It’s been a long time coming but as of 1 January 2018, we have been able to understand the workings of the ACT Government much better, with some of the country’s most comprehensive Freedom of Information (FOI) laws coming into effect from the beginning of the new year.
These new laws have been designed to create a more open government and mean that government information will be much more available and accessible. They aim to create an expectation that the public has a right to government information and access to this information is essential for an effective democracy.
From now on, the Government must proactively publish expert reports, policy documents, and information such as agency activities and budgeting. Government information that has to date been wrapped in secrecy – information such as incoming minister briefs, question time briefs, estimates and annual reports briefs, will be required to be published after five years. Ministers’ diaries must also be published to provide transparency around who is meeting who, and which organisations and bodies are trying to persuade elected officials of the merits of their particular ideas and proposals. This is called the ‘push model’ for the provision of information and means that information that previously would have been required to go through an FOI process to become public will now be available as a matter of course, unless it is contrary to the public interest to do so.

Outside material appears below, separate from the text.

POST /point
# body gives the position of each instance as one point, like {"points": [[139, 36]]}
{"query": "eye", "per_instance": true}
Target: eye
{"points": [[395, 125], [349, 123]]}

Whether it be proactively available information, or information that is the subject of a specific FOI request, the new laws establish a new framework for determining the public interest in the disclosure or non-disclosure of government information. This is weighted much more heavily towards releasing information to the public as information can only remain confidential where it is necessary to protect essential public interests (including the right to privacy), or when the information is held by certain statutory office holders who must decide the release of information under a different statutory scheme and where the information they have obtained from another government agency may be able to be accessed through that agency directly.
There is also a greater role for the ACT Ombudsman around the review of decisions and complaints – meaning that Government agencies’ rejection of requests on the grounds of public interest will be scrutinised by a third party. Further review processes are also available through the ACT Civil and Administrative Tribunal.
These laws have been the subject of much discussion and wrangling. Proposals were flagged in the previous 2012 Parliamentary Agreement but were not passed until 2016. When the proposed legislation was introduced in August 2016 by ACT Green’s MLA Shane Rattenbury, there was significant discussion and many amendments were introduced during this debate. As a result, some proposals such as including Cabinet documents in the regime, and reducing the time limit for the release of sensitive documents from five years to three years was seen as a bridge too far for the major parties.
While some compromise was needed to get the laws passed, these are a real step forward in transparency and accountability around government decision making. These laws are important in increasing public confidence in government decision making and will complement other reforms such as the establishment of new bodies such as such as the Independent Integrity Commission.
I think these new laws are a big step forward in increasing the transparency and accountability of governments, will improve government decision making and will make our democracy stronger. What do you think?
Rebecca is an active member of the ACT Greens and was a candidate in the 2016 Territory election.